Source code for ccs_fit.fitting.main

# ------------------------------------------------------------------------------#
#  CCS: Curvature Constrained Splines                                          #
#  Copyright (C) 2019 - 2023  CCS developers group                             #
#                                                                              #
#  See the LICENSE file for terms of usage and distribution.                   #
# ------------------------------------------------------------------------------#


"""Parses the inputs used by the ccs fitting script."""


import json
import copy
import logging
from collections import OrderedDict

import numpy as np
import pandas as pd

from ccs_fit.fitting.objective import Objective
from ccs_fit.fitting.spline_functions import Twobody
from ccs_fit.fitting.spline_functions import Onebody
from ccs_fit.data.conversion import Bohr__AA, eV__Hartree
from ccs_fit.debugging_tools.timing import timing

logger = logging.getLogger(__name__)


[docs]def prepare_input(filename):

    gen_params = {"interface": None, "ewald_scaling": 1.0, "merging": "False", "do_unconstrained_fit": "False", "do_ridge_regression": "False", "iterative_fit": "False"}
    struct_data_test = {}

    try:
        with open(filename) as json_file:
            data = json.load(json_file, object_pairs_hook=OrderedDict)
    except FileNotFoundError:
        logger.critical(" input.json file missing")
        raise
    except ValueError:
        logger.critical("Input file not in json format")
        raise
    try:
        gen_params.update(data["General"])
        data["General"] = gen_params
    except KeyError:
        raise
    try:
        gen_data = {
            "General": gen_params,
            "Train-set": "structures.json",
            "Test-set": "structures.json",
        }
        gen_data.update(data)
        data = gen_data
    except:
        raise

    try:
        with open(data["Train-set"]) as json_file:
            struct_data_full = json.load(
                json_file, object_pairs_hook=OrderedDict)
            struct_data = struct_data_full["energies"]
            try:
                struct_data_forces = struct_data_full["forces"]
            except:
                struct_data_forces = {}
    except FileNotFoundError:
        logger.critical(" Reference file with pairwise distances (default: structures.json) missing")
        raise
    except ValueError:
        logger.critical("Reference file not in json format")
        raise

    ##### BLOCK TO IMPLEMENT ITERATIVE FITTING!!!!

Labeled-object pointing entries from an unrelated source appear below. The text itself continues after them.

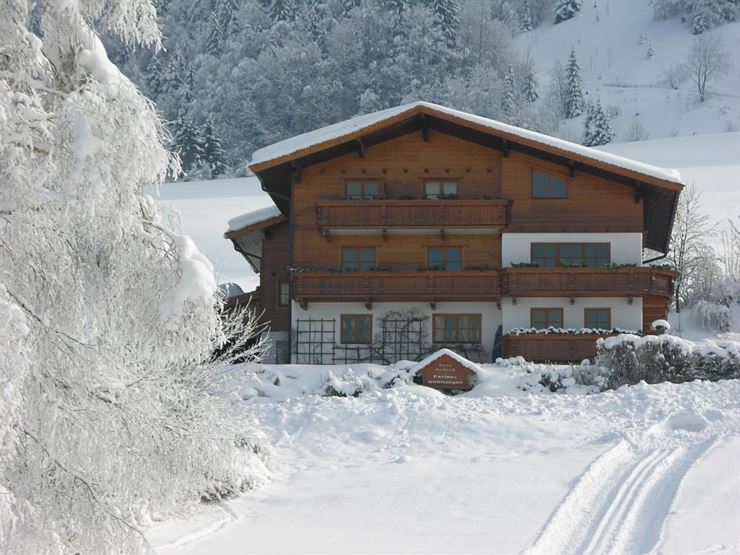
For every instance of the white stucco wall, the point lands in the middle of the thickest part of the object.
(626, 248)
(490, 314)
(624, 315)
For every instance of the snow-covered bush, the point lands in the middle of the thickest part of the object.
(628, 359)
(111, 411)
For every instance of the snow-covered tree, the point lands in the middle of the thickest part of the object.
(110, 411)
(597, 127)
(566, 9)
(509, 98)
(707, 59)
(574, 100)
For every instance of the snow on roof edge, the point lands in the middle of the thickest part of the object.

    if data["General"]["iterative_fit"] == "True":
        print("Aye, iterative fitting is ONNN, let's go baby!")

        from ccs_fit.fitting.iterative_fitting import prune_dataset
        prune_dataset()

    #####

    if "Test-set" not in data:
        data["Test-set"] = data["Train-set"]
    try:
        with open(data["Test-set"]) as json_file:
            struct_data_test_full = json.load(
                json_file, object_pairs_hook=OrderedDict)
            struct_data_test = struct_data_test_full["energies"]
            try:
                struct_data_test_forces = struct_data_test_full["forces"]
            except:
                struct_data_test_forces = {}
    except FileNotFoundError:
        logger.info("Could not locate Test-set.")

    # Make defaults or general setting for Twobody
    if "Twobody" not in data.keys():
        if "DFTB" in data["General"]["interface"]:
            data["Twobody"] = {
                "Xx-Xx": {"Rcut": 5.0, "Resolution": 0.1, "Swtype": "rep", "const_type": "Mono"}
            }
        if "CCS" in data["General"]["interface"]:
            data["Twobody"] = {
                "Xx-Xx": {"Rcut": 8.0, "Resolution": 0.1, "Swtype": "sw", "const_type": "Mono"}
            }

    # If onebody is not given it is generated from structures.json
    elements = set()
    [elements.add(key) for _, vv in struct_data.items()
     for key in vv["atoms"].keys()]
    elements = sorted(list(elements))
    try:
        data["Onebody"]
    except:
        print("    Generating one-body information from training-set.")
        print("        Added elements: ", elements)
        logger.info("Generating one-body information from training-set.")
        logger.info(f"    Added elements: {elements}")
        # list is now redundant here, but kept for future reference
        data["Onebody"] = sorted(list(elements))

    if "Xx-Xx" in data["Twobody"]:
        print("    Generating two-body potentials from one-body information.")
        logger.info("Generating two-body potentials from one-body information.")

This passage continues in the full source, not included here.